Being a bit of a Bard purist, I for one was not wholly appreciative of his efforts in channelling such a great work through the lips of Leonardo Di Caprio by way of trashy mise-en-scene and zippy MTV-style direction.

True, it was innovative and his talent unquestionable; but still there was a feeling among many that such a fresh and impudent style may be better employed elsewhere. And how right that has been proved.

Freed from the shackles of such a restrictive work as Romeo & Juliet, Luhrmann allows himself to run unbridled and creates a fantastical world populated by spectacular dancing girls and drunken hedonism in which to weave his tale of intrigue, love, deceit and betrayal.

Set at the turn of the century, the action revolves around the Moulin Rouge, a positively vibrating melting pot of a dancing hall run by Jim Broadbent's manipulative Zidler, where all and sundry gather to let loose. Into the netherworld tumbles Ewan McGregor's penniless writer Christian who falls in with a bunch of struggling actors and is inspired (by The Sound of Music of all things) to write a musical.

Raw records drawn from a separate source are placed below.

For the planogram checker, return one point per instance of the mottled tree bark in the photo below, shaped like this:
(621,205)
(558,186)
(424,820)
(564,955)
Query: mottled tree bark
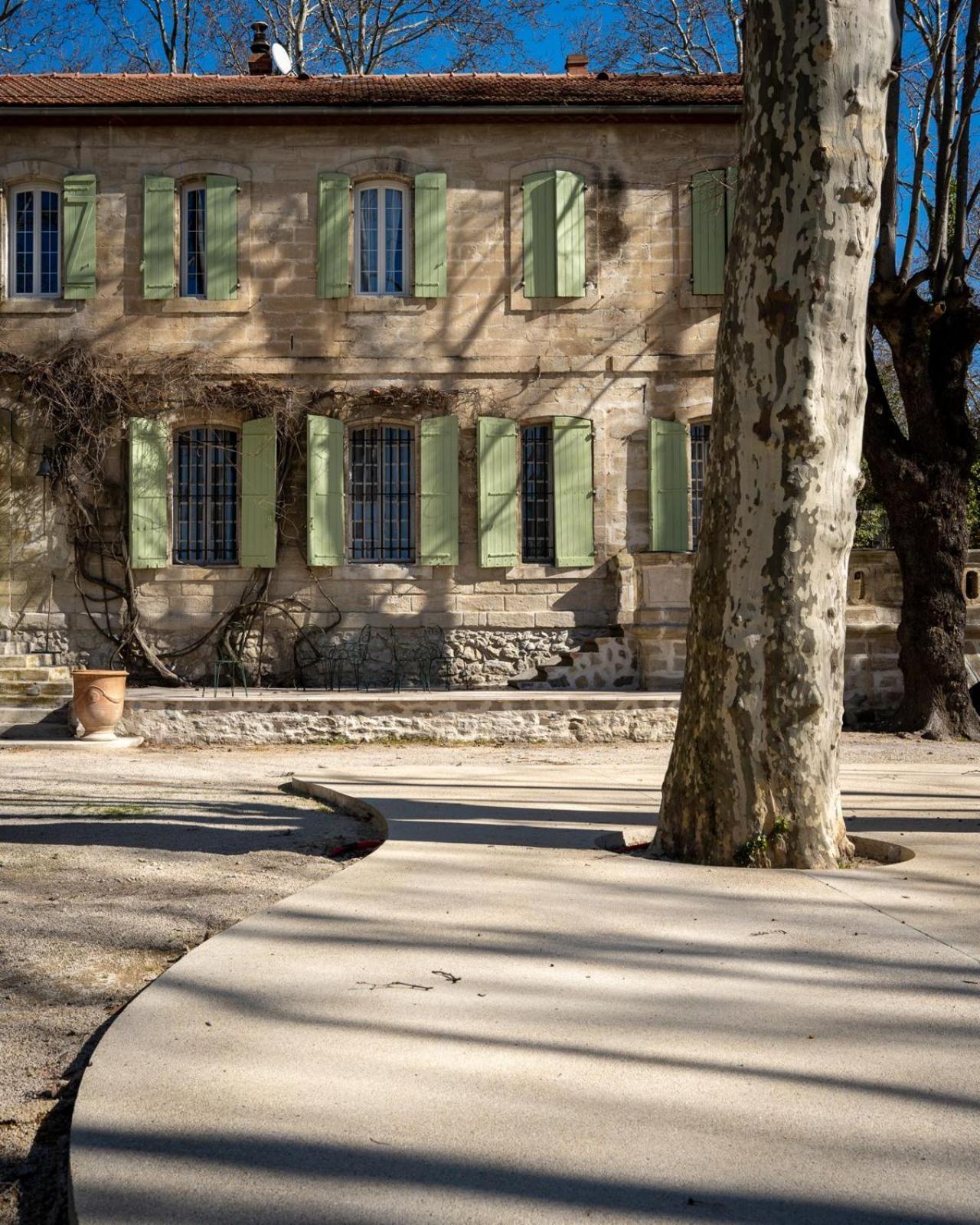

After conning sumptuous courtesan Satine (Nicole Kidman in vivacious form as the jewel in the Rouge's crown) into believing McGregor to be a wealthy Duke, the gang set about producing `Spectacular, Spectacular' - the hit to end all hits which will blow the roof off once and for all. Complications set in as Christian's cover is blown and Satine falls for him inspite of the considerable attentions being paid her by the real Duke (Richard Roxburgh as the villain of the piece), who's also financing the show.

Sounds complicated I know, but one of it's masterstrokes is convincing that there's very little going on, so the music - and, more importantly, Luhrmann's considerable creative idiosyncrasies - can run riot.

Where previously he was tied to a well-known script, here it's like a live comic improvisation workshop in full flow. Famous song lines and historic quotes trip off the tongue so naturally that their ironic impact is often lost in the thumping rhythm of the picture and the fabulously choreographed and speedily edited song and dance numbers. The pace really never lets up and the style works so much better than in his previous effort it's untrue. The always watchable McGregor is again on pretty charming form and a smouldering Kidman radiates sexuality in a plethora of increasingly revealing outfits.

An unlikely couple it may seem, but their blossoming love is far more believable in the flesh than it may at first appear on paper. Great performances aside, it's perhaps testament to Luhrmann that nobody (even the excellent gurning Broadbent - who's Like a Virgin rendition is surely the comic highlight - and John Leguizamo as diminutive troublemaker Toulous Lautrec) steals the show.

Instead it's a masterclass in creativity: mind-spinning camera tricks whirl through montages of dancing and debauchery as the musical set-pieces prove more imaginative at every turn. Less in terms of expounding story development makes way for most definitely more in visual power, with a result which prickles the neck, warms the heart and will bring a smile to even the coldest, harshest critic. A visceral treat, it's certainly not Shakespeare - but for once that proves a real plus.